From: Joao F. D. Rodrigues
Subject: Re: Sparse Matrix non zero elements in each row
Date: Fri, 07 Aug 2015 11:12:44 +0200
User-agent: Mozilla/5.0 (X11; Linux x86_64; rv:31.0) Gecko/20100101 Thunderbird/31.7.0



On 06-08-15 14:45, Shamika Mohanan wrote:
I'm creating a sparse matrix using Octave in c++ code. The code is-

octave_value_list out = feval (pstData[0], in, 1);
if(out(0).is_sparse_type())
{
  SparseMatrix sparse_matrix=out(0).sparse_matrix_value ();
int iNbItem= sparse_matrix.nnz(); //Get number of non zero elements in sparse matrix
}

How do I get the number of non zero elements in each row and the column indices of the non zero elements?

Shamika

A basic (and probably inefficient) alternative to the suggestion of Kai is to use:

[rowind, colind, val] = find(sparse_matrix);

then row indices should be sorted. If not:

[rowind, isort] = sort(rowind);
colind = colind(isort);

colind is now the sorted list of column indices. You still need to find out which row they belong to.

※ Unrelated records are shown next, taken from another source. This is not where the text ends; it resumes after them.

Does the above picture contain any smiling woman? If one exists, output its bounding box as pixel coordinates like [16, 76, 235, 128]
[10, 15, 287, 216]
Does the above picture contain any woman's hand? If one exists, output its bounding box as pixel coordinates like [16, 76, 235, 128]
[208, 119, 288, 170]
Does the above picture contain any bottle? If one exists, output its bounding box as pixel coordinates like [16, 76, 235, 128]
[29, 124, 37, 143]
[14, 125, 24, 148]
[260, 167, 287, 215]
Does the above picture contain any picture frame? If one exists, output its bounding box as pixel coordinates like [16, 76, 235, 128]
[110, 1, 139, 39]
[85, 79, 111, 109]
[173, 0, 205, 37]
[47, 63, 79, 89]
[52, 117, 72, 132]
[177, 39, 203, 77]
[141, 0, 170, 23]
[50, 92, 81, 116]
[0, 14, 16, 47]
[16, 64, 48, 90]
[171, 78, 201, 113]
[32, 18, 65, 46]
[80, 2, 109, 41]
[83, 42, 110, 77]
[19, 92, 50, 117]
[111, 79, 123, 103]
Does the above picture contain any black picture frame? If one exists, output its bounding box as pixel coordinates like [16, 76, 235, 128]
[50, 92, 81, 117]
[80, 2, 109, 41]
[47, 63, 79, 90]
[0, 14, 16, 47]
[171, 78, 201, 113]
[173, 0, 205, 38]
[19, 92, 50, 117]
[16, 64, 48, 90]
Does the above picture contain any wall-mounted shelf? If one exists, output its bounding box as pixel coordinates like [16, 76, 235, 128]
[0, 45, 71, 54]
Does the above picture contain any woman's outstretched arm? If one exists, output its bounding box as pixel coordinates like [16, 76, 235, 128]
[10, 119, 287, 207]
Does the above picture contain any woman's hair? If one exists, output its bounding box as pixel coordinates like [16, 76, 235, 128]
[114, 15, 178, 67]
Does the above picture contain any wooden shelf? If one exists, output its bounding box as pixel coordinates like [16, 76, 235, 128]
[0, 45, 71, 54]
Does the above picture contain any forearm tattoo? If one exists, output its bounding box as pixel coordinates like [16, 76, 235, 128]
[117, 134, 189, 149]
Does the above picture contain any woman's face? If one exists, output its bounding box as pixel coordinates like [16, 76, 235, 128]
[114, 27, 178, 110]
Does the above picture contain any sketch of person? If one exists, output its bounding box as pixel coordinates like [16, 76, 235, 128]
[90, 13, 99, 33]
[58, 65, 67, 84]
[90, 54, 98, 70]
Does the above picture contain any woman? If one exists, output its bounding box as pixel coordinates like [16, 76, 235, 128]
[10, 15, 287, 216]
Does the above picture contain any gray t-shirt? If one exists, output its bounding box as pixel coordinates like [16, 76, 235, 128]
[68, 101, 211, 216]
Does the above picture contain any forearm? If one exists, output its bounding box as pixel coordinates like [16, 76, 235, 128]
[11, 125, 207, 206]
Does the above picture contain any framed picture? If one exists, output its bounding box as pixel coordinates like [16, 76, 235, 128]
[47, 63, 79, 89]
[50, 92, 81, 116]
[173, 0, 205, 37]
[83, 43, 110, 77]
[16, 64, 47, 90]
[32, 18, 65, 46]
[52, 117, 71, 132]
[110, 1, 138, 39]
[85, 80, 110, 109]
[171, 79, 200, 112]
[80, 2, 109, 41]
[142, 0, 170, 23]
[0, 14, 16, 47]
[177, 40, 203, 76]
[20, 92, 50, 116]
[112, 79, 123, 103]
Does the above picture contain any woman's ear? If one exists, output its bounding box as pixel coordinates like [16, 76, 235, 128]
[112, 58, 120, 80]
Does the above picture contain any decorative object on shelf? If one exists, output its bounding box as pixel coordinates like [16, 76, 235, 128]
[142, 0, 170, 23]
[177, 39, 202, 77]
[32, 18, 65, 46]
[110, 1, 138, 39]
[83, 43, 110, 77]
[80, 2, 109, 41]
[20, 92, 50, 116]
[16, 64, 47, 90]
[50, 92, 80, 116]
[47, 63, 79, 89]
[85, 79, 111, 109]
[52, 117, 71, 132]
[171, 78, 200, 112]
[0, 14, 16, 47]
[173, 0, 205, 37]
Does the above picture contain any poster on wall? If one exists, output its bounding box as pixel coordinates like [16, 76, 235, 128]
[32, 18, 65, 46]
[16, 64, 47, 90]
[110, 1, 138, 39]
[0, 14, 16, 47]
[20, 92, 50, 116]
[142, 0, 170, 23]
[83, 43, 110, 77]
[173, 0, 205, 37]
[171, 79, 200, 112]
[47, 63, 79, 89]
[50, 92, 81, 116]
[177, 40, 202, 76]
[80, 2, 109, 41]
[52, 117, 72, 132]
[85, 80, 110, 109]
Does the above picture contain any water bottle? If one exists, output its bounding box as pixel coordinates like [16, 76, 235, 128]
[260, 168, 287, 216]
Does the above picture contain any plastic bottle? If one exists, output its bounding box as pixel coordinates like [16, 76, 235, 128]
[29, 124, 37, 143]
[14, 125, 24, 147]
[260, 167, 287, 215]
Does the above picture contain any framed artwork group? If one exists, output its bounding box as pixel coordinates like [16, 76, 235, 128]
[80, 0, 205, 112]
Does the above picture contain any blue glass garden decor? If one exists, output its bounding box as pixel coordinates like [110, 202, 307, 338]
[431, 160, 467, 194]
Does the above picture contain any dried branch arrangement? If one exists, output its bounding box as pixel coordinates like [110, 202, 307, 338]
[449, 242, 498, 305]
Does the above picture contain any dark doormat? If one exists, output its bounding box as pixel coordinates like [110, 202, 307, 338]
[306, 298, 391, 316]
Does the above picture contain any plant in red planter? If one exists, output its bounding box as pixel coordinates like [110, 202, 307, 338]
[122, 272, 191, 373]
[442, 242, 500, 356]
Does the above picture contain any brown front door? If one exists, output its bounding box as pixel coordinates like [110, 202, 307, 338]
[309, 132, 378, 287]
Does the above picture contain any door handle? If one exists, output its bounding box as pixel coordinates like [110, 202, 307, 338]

You can use a row sum to find out the total number of elements in each row

nnzrow = full(sum((spare_matrix)!=0),2));

In principle there might be empty rows, so the optimal way to proceed depends strongly on how you want to access this information later on. One possible way is to have two vectors, whose length is the number of non-empty rows in the original matrix, one with the index of the row:

posrow = nonzeros(nnzrow);

and the other with the final element in colind belonging to row i, assuming the first element is poscol(i-1)+1. Again, there are different ways of building poscol, depending on its size. The more obvious option is:

poscol = find(nnzrow);
for i  = 2 : length (poscol)
    poscol(i) = poscol(i-1) + poscol(i);
endfor

I am sure there are simple ways to circumvent the loop, but right now I can only think of repmat, triu and sum, which would require creating potentially large dense matrix objects.